Wikipedia dump file to text converter

     CAUTION: This software is on an experimental stage. Use with care!

### About ###

WP2TXT extracts plain text data from Wikipedia dump file (encoded in XML/compressed with Bzip2) stripping all the MediaWiki markups and other metadata. It is originally intended to be useful for researchers who look for an easy way to obtain open-source multi-lingual corpora, but may be handy for other purposes.

### Features ###

* Convert dump files of Wikipedia of multiple languages (I hope).
* Create output files of specified size.
* Allow users to specify text elements to be extracted/converted (page titles, section titles, lists, and tables).

WP2TXT before version 0.4.0 came with Mac/Windows GUI. Now it's become a pure command-line application--Sorry GUI folks, but there seems more demand for an easy-to-hack CUI package than a not-very-flexible GUI app.

### Installation
    
    $ gem install wp2txt

### Usage

Obtain a Wikipedia dump file (see the link below) with a file name such as:

    xxwiki-yyyymmdd-pages-articles.xml.bz2

where `xx` is language code such as "en (English)" or "ja (Japanese)", and  `yyyymmdd` is the date of creation (e.g. 20120601).

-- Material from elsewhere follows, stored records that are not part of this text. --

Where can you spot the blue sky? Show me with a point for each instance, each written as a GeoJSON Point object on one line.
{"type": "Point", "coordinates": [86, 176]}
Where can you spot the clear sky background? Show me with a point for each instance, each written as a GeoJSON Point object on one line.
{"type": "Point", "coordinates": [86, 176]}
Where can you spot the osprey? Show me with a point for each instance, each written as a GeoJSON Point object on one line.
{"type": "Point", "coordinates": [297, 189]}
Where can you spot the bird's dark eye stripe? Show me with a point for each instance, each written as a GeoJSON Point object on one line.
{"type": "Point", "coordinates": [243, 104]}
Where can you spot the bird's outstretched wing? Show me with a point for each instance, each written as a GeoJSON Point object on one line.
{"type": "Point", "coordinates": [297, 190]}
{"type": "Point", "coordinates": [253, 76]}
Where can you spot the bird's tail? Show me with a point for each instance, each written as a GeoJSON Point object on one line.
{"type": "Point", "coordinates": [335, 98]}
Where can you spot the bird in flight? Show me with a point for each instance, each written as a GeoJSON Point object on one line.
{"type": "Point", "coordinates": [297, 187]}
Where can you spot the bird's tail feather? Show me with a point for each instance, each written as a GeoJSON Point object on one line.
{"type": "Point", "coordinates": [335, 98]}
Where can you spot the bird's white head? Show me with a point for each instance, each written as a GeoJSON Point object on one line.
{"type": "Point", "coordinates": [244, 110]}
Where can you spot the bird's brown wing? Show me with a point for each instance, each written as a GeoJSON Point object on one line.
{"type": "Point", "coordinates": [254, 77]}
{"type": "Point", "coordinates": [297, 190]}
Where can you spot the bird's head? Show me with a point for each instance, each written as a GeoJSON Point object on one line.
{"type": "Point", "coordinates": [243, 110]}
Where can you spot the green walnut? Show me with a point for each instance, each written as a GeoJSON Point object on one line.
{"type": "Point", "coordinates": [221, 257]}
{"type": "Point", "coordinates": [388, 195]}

Command line options are as follows:

    Usage: wp2txt [options]
    where [options] are:
                         --input-file, -i:   Wikipedia dump file with .bz2 (compressed) or .txt (uncompressed) format
                     --output-dir, -o <s>:   Output directory (default: Present working directory)
                        --convert-off, -c:   Output XML (without converting to plain text)
                           --list-off, -l:   Exclude list items from output
                        --heading-off, -d:   Exclude section titles from output
                          --title-off, -t:   Exclude page titles from output
          --table-off, --no-table-off, -a:   Exclude page titles from output (default: true)
    --template-off, --no-template-off, -e:   Remove template notations from output (default: true)
                       --redirect-off, -r:   Not show redirect destination
                       --strip-marker, -s:   Remove symbols prefixed to list items, definitions, etc.
                       --category-off, -g:   Not show article category information
                      --file-size, -f <i>:   Approximate size (in MB) of each output file (default: 10)
                            --version, -v:   Print version and exit
                               --help, -h:   Show this message

### Limitations ###

* Certain types of data such as mathematical equations and computer source code are not be properly converted.  Please remember this software is originally intended for correcting “sentences” for linguistic studies.
* Extraction of normal text data could sometimes fail for various reasons (e.g. illegal matching of begin/end tags, language-specific conventions of formatting, etc). 
* Conversion process can take far more than you would expect. It could take several hours or more when dealing with a huge data set such as the English Wikipedia on a low-spec environments.
* Because of nature of the task, WP2TXT needs much machine power and consumes a lot of memory/storage resources. The process thus could halt unexpectedly. It may even get stuck, in the worst case, without getting gracefully terminated. Please understand this and use the software __at your own risk__.

### Useful Link ###

* [Wikipedia Database backup dumps](http://dumps.wikimedia.org/backup-index.html)
                
### Author ###

* Yoichiro Hasebe (<yohasebe@gmail.com>)

### License ###

This software is distributed under the MIT License. Please see the LICENSE file.